Y estos seres son la ‘sociedad’. Los representantes del orden, de la corrección, de la moral (…) que ellos establecen a su criterio y sin derecho. Y nosotros somos los expulsados, los rechazados, ¡los sifilíticos espirituales!” “Mi tiempo es mío –escribe ya mucho después, en París, cuando todo el mundo debía considerarle adulta y yo debiera ser dueña de gastarlo y malgastarlo según mis ganas. (…) Me pasé la mañana buscando papeles justificativos para que me dejen robarme el tiempo en paz. La verdad: trabajar para vivir es más idiota aún que vivir. Me pregunto quién inventó la expresión ‘ganarse la vida’ como sinónimo de ‘trabajar’. En dónde está ese idiota”.
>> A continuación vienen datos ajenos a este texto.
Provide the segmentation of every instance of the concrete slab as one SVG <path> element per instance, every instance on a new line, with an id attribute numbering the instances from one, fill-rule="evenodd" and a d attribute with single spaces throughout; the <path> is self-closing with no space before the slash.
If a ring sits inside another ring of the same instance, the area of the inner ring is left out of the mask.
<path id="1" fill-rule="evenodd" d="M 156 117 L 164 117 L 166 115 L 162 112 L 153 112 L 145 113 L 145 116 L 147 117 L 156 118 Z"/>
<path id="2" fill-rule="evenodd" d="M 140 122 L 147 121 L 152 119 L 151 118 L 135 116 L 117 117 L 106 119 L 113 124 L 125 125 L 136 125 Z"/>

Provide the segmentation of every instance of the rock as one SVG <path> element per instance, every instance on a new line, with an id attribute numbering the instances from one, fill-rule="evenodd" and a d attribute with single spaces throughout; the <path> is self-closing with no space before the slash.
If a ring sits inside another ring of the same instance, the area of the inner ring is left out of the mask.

Sifilítica espiritual, mendiga espiritual, aristócrata espiritual en realidad, al cabo, por buscar sin tregua y hasta las mismas fauces del horror la verdadera Vida, Alejandra Pizarnik nos legó en su altar más privado un testimonio definitivo de cómo la literatura es radicalmente la vida (y la muerte). No hay diferencia, nunca la hubo. Pero en su caso la ecuación toma dotes de gesta por lo conmovedor, por el espectáculo aterrador y emocionante de una mujer que, sin tolerar la vida en estas tres mezquinas dimensiones, hizo lo que pudo, cuanto pudo, lo que pudo, por aferrarse a la vida (y también pudo y supo ser seductora, derrochar carisma y simpatía a manos llenas: nunca fue la soledad interior excluyente de esto; bien al contrario).

Su poesía, derramada en estos diarios o comprimida en poemas fugacísimos como balas de suicida que no quisieran llegar a explotar del todo, era lo único que tenía, la rama única a la que agarrarse para no dejarse llevar por el turbión imparable de su desolación. Para no querer ya, como finalmente sucedió, ir nada más / que hasta el fondo.

Cuánto sufrió, cuánto amó desde su jaula, cuánto añoró que alguien le abriera la puerta de su jaula sin puerta, Alejandra Pizarnik. Y qué esplendoroso testimonio de este guiñapo de carne y anhelo y lágrimas que llamamos ser humano nos dejó a nosotros, los huerfanitos como ella que tanto quisiéramos abrazarla, desde esta orilla del tiempo, cuando ya es demasiado tarde y las palabras siguen, no haciendo el amor, sino haciendo la ausencia (si digo pan ¿comeré? / si digo agua ¿beberé?).

Quizás haga una gran obra; quizás mi pluma explorará linderos desconocidos, quizás mi ave será gloriosa, quizás mi nombre tendrá su aureola, quizás mi muerte será mi nacimiento. Pero… ¿has de ser feliz algún día? ¿Has de sentir en tu alma el genuino reflejo de un amor pleno? ¿Ha de amarte alguien alguna vez? ¡No! ¡No! ¡Mil veces no! ¿Y tú habrás vivido, Alejandra? ¿Y tú ¿Y tú?

En la rue Gay-Lussac un coche viejo lleno de cajones o de cajas de cartón. Me pareció ver adentro sentado a un anciano de abrigo y sombrero negro, pelo blanco, rostro hermoso y tristísimo. Me impresionó su soledad y me dije que nadie en el mundo sabe que este anciano está solo y triste en un auto muy viejo en una calle desierta. Pero de pronto me dije: ¿y si no fuera un aciano? Me acerqué y en efecto no había nadie.

Un monstruo me persigue. Yo huyo. Pero es él quien tiene miedo, es él quien me persigue para pedirme ayuda.

Esta espera inenarrable, esta tensión de todo el ser, este viejo hábito de esperar a quien sé que no va a venir. De esto moriré, de espera oxidada, de polvo aguardador.

La vida perdida para la literatura por culpa de la literatura. Quiero decir, por querer hacer de mí un personaje literario en la vida real fracaso en mi deseo de hacer literatura con mi vida real pues ésta no existe: es literatura.

Yo no digo que vengas, que estés ya aquí, que has venido. Pero me niego a negar la espera de tu venida. Déjame esperarte. He nacido para esto. Déjame delirarme sin ti, asistir a la deformación de mis huesos que sólo aman una sombra. He caído en la trampa de esta espera y sin duda soy feliz.